Terlambat Terima kasih
Sekarang beberapa hasil baru dari Political Grapevine:
Setelah protes publik atas kegagalannya mengucapkan terima kasih kepada pasukan Inggris yang menyelamatkannya dari penculiknya di Irak, mantan sandera sabuk Norman kini mengatakan dia berterima kasih kepada mereka yang berperan dalam penyelamatannya. Namun pada saat yang sama, Kember mengatakan dia “tidak percaya bahwa perdamaian abadi dapat dicapai dengan angkatan bersenjata.”
Daily Telegraph London melaporkan bahwa ketiga sandera, dari apa yang disebut “Tim Pembawa Perdamaian Kristen,” bahkan menolak untuk diinterogasi oleh petugas dengan harapan dapat mengetahui lebih banyak tentang para penculik itu sendiri. Jenderal Inggris Mike Jackson mengatakan dia “sedih karena tampaknya surat itu tidak berisi ucapan terima kasih kepada tentara yang membahayakan nyawa. .”
Tidak diterima di San Francisco
Dua puluh lima ribu umat Kristen Evangelis memprotes seks dan kekerasan di TV di San Francisco akhir pekan ini. Namun hal ini tidak disetujui oleh dewan kota, yang mengeluarkan sebuah resolusi yang mengecam unjuk rasa tersebut sebagai sebuah “tindakan provokasi” yang berdampak negatif pada apa yang oleh dewan kota disebut sebagai kota “paling toleran” di Amerika.
Kelompok yang diberi nama “Battle Cry for a Generation” ini menggunakan Alkitab untuk melawan apa yang mereka sebut sebagai pengaruh korup di media. Tetapi Kronik San Francisco melaporkan bahwa sekitar 50 pengunjuk rasa kontra mengecam pertemuan tersebut sebagai “demonstrasi besar-besaran fasis.” Dan perwakilan negara bagian San Francisco Mark Leno menyebut orang-orang Kristen itu keras, menjengkelkan dan menjijikkan, dan menambahkan, “mereka harus keluar dari San Francisco.”
Komentar kasar?
Para pemimpin Arizona memprotes undang-undang untuk menindak imigrasi menuntut Walikota Phoenix Phil Gordon temui mereka pada hari Rabu untuk meminta maaf atas komentarnya tentang rapat umum mereka.
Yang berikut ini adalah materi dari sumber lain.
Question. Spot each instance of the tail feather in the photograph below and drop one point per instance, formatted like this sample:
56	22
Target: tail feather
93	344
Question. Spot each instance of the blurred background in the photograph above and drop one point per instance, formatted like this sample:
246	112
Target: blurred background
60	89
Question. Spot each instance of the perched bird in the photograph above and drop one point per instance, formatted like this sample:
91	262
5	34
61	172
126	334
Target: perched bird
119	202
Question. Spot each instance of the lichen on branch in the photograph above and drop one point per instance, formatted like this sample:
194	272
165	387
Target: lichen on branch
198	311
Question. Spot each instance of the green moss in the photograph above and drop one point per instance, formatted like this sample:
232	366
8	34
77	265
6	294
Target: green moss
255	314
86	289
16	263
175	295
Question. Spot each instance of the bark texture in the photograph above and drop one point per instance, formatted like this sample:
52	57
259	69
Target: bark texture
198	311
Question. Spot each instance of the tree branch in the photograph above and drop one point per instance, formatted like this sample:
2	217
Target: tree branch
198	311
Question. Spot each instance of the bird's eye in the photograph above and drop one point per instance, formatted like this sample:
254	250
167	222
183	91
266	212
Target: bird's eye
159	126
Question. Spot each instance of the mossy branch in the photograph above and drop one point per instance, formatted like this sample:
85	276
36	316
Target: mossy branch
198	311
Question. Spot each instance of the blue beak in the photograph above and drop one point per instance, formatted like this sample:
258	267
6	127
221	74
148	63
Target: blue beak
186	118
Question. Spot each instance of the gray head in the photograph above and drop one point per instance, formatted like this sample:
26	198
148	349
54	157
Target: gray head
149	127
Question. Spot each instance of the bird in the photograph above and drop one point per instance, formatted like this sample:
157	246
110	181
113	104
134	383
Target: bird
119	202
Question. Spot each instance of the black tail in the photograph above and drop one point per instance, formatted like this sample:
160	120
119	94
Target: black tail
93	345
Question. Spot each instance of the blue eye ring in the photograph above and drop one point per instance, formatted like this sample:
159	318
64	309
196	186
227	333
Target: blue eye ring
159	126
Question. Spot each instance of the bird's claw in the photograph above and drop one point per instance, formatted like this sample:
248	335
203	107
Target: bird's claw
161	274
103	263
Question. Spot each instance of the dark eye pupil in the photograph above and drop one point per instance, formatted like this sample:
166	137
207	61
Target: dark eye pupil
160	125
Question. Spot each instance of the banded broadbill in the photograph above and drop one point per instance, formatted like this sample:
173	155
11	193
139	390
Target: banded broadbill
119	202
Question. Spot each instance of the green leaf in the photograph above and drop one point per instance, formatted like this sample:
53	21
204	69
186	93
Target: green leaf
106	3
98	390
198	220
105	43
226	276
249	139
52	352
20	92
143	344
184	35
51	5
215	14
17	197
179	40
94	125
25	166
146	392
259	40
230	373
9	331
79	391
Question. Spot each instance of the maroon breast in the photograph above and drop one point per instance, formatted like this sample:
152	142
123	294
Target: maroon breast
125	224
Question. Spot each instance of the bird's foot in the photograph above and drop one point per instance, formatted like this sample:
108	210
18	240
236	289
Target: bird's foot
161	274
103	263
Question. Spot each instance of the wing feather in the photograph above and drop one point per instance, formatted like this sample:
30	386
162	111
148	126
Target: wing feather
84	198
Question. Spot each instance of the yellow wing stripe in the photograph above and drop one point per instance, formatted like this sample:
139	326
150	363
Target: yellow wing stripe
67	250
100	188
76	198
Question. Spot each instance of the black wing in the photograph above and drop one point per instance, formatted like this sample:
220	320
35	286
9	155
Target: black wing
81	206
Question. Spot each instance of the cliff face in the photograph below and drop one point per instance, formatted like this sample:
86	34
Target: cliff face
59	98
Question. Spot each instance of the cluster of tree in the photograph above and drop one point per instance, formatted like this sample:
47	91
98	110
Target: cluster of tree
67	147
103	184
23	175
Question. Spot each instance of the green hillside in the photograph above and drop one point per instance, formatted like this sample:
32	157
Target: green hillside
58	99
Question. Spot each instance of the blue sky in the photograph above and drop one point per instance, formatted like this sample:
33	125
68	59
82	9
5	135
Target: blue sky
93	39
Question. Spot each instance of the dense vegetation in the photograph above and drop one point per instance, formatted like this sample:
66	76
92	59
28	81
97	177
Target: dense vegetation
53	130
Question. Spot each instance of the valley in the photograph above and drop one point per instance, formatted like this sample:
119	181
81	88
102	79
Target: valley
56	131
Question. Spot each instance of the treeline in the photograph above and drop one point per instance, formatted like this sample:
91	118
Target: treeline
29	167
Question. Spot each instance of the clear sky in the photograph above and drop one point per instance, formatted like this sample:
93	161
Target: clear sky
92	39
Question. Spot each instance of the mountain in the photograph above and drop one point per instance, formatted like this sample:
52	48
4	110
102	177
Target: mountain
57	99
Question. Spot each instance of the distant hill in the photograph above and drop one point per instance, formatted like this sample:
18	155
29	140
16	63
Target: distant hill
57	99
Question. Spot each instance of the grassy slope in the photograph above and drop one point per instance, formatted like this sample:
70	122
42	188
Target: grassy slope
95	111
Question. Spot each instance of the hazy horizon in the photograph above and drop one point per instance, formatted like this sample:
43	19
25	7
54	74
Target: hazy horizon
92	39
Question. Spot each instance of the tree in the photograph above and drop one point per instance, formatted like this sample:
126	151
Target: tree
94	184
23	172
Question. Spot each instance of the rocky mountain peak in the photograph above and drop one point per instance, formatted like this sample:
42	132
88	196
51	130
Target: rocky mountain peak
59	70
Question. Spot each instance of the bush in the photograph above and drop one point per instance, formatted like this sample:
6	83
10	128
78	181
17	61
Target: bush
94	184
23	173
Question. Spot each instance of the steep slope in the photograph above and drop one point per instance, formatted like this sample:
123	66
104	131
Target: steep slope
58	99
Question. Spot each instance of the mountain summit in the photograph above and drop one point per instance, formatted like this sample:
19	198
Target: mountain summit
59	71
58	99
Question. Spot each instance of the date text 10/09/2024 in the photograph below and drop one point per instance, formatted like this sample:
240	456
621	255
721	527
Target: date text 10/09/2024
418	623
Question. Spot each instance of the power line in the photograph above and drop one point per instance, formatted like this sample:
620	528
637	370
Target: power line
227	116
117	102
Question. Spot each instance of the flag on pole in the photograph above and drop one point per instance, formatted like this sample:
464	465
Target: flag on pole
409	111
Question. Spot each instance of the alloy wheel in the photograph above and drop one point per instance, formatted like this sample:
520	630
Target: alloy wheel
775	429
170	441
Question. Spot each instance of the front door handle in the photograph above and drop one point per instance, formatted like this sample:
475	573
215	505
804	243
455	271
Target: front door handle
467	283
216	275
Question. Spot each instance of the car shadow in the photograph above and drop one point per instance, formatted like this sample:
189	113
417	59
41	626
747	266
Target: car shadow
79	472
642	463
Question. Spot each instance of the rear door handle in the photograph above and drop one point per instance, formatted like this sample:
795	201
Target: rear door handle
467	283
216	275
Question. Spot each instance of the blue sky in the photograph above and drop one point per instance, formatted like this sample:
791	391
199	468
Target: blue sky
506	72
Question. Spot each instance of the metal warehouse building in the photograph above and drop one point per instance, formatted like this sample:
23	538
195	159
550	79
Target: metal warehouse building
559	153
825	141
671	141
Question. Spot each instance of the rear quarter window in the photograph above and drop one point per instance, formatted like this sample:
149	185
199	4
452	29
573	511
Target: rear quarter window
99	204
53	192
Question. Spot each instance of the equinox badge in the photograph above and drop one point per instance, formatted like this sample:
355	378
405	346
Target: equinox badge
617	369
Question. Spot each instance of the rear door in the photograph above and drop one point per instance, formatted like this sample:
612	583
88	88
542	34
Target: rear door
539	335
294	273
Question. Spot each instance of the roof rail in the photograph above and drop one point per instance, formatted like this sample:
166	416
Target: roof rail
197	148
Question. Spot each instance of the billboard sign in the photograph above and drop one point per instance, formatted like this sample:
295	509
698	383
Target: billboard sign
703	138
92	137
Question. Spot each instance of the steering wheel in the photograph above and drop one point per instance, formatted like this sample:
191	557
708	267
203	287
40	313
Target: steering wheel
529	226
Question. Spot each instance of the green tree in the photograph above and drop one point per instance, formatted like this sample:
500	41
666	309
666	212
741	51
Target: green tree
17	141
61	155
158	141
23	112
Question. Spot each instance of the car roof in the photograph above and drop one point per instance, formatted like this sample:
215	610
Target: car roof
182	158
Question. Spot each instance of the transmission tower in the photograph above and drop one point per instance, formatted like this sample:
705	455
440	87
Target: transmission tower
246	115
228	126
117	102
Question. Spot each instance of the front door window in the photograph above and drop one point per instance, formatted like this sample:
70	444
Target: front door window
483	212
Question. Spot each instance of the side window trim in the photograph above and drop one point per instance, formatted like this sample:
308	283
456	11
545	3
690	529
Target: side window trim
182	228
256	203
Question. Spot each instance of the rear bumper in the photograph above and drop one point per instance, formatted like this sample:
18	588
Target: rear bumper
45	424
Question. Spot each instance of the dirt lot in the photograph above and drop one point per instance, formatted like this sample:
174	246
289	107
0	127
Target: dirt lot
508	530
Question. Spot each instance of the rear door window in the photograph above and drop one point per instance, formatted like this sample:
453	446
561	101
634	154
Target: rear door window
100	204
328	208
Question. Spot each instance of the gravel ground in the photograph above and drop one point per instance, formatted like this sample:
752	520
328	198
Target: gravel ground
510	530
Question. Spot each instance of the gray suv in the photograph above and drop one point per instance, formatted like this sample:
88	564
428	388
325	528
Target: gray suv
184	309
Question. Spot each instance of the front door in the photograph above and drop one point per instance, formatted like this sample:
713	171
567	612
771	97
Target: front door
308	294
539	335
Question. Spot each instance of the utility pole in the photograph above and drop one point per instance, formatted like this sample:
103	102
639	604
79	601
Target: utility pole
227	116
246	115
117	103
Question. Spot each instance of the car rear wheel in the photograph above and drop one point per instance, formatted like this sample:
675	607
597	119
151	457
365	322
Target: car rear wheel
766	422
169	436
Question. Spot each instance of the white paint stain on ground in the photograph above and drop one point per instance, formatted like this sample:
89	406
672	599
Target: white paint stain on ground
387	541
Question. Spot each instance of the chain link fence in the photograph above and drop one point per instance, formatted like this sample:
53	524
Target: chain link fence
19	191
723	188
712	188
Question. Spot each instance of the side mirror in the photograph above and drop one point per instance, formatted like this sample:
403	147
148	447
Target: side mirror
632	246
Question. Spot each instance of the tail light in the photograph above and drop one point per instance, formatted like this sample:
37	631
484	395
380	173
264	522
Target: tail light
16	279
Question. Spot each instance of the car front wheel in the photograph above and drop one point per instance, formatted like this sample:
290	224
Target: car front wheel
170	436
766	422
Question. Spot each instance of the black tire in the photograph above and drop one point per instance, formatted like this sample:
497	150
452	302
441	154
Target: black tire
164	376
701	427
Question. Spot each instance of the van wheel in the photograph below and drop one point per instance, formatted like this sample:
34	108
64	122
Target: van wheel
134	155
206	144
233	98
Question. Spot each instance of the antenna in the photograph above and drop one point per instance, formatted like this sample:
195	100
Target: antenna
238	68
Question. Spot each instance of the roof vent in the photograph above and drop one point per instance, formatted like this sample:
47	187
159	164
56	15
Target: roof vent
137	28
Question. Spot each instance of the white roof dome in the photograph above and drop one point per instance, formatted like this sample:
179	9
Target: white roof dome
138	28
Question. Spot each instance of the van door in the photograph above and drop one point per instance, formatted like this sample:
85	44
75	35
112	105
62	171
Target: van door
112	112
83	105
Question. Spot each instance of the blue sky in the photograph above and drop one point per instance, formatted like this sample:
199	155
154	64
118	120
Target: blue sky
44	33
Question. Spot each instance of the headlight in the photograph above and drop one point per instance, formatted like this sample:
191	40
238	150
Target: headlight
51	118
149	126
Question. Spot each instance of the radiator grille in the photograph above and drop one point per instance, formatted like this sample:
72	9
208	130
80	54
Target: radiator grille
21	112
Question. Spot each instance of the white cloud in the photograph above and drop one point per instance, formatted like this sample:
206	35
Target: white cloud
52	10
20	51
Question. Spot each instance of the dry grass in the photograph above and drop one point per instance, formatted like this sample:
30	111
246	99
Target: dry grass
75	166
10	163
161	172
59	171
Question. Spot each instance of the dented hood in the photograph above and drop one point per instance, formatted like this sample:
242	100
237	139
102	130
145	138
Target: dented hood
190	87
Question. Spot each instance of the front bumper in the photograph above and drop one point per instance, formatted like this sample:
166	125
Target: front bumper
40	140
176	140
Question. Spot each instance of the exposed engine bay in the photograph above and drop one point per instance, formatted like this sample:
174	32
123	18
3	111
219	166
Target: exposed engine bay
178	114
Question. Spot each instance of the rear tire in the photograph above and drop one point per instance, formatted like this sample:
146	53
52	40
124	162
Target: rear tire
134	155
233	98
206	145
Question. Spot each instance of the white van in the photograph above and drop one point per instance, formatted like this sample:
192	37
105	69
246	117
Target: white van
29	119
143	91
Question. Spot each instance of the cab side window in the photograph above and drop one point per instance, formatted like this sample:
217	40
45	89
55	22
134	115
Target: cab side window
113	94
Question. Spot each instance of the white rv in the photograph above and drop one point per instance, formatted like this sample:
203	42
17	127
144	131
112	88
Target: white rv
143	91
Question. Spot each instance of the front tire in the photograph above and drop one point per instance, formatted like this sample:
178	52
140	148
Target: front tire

Apakah walikota menghina para pengunjuk rasa atau menggunakan kata-kata rasis? Langka. Sebaliknya, Gordon mengeluh bahwa penyelenggara mengatakan kepada kota itu bahwa hanya 2.000 orang yang akan berpartisipasi dalam protes tersebut, sehingga Phoenix tidak siap menghadapi 20.000 orang yang membanjiri jalan-jalan. Saat membela hak untuk melakukan protes, Walikota Gordon menyebutnya “memalukan” bahwa “perusahaan dan penduduk telah menginjak-injak hak mereka.”
Preferensi pribadi
Minggu lalu kami mencatat bahwa Wakil Presiden Cheney menyimpan empat kaleng Diet Sprite di kamar hotelnya, dan sekarang situs web yang sama yang memuat laporan tersebut merinci apa yang dilakukan Senator Massachusetts. John Kerry terpilih ketika dia terpilih sebagai presiden pada tahun 2004.
Permintaan perjalanan kampanye Kerry ditentukan oleh apa yang dilakukan senator bukan seperti – termasuk makanan pedas atau apa pun yang mengandung jeruk atau coklat. Satu dokumen “rahasia” diperoleh Jaring senjata berasap situs web mengatakan perintah tetap Kerry adalah untuk tidak pernah menerima produk Tomat, seledri, atau air kemasan Prancis “Evian” dari senator.
Catatan lain bahwa kemampuan memesan film di kamarnya membuat Kerry “sangat bahagia”. Sementara itu, istri Kerry, Teresa, memiliki tuntutannya sendiri, termasuk tempat tidur king size yang “surgawi” di suite dengan “sirkulasi udara yang baik” – dan air yang mengalir melalui “filter osmosis balik”.
— Aaron Bruns dari FOX News berkontribusi pada laporan ini.